A. 事前に旅行口コミサイトでベッドバグの報告がないかチェックするのが有効です。チェックイン後は、マットレスの縫い目や四隅、ヘッドボードの裏側に黒い点(フン)や脱皮の殻がないか確認しましょう。甘い独特の臭いがする場合も注意が必要です。
Q. 東南アジアのゲストハウスでもベッドバグ対策は必要ですか?
A. はい、むしろゲストハウスやバックパッカー向けの宿はベッドバグのリスクが高い傾向にあります。特にドミトリー(相部屋)では不特定多数の旅行者が利用するため、チェック体制が重要です。寝袋やシーツを持参するのも一つの対策です。
Q. 日本に持ち込まれた害虫で問題になっているものはありますか?
A. ヒアリ(ファイヤーアント)が代表的です。貨物に紛れて日本の港で繰り返し発見されており、定着が懸念されています。また、ベッドバグも海外からの持ち帰りにより国内での被害が増加しています。個人レベルでは、旅行後の荷物チェックが持ち込み防止に効果的です。
まとめ
海外旅行では、日本とは全く異なる害虫事情に直面する可能性があります。特にベッドバグと蚊媒介感染症は、渡航先を問わず注意が必要です。事前の準備と正しい知識があれば、害虫被害のリスクを大幅に減らすことができます。

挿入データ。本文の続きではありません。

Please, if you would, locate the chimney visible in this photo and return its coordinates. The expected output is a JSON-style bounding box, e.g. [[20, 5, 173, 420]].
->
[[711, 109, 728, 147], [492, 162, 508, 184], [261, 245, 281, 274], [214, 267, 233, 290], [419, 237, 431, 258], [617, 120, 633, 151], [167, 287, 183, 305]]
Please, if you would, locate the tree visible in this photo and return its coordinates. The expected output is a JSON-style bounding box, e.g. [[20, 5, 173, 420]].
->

- ホテルではチェックイン後にベッドバグの確認を行う
- 熱帯地域ではDEET30%以上の虫よけスプレーを使用する
- 帰国後はスーツケースと衣類の害虫チェックを徹底する
- マラリア流行地域では予防内服について医師に相談する
- 渡航前に厚生労働省FORTHで最新の感染症情報を確認する
楽しい海外旅行を害虫トラブルで台無しにしないために、この記事で紹介した対策をぜひ実践してみてください。備えあれば憂いなしです。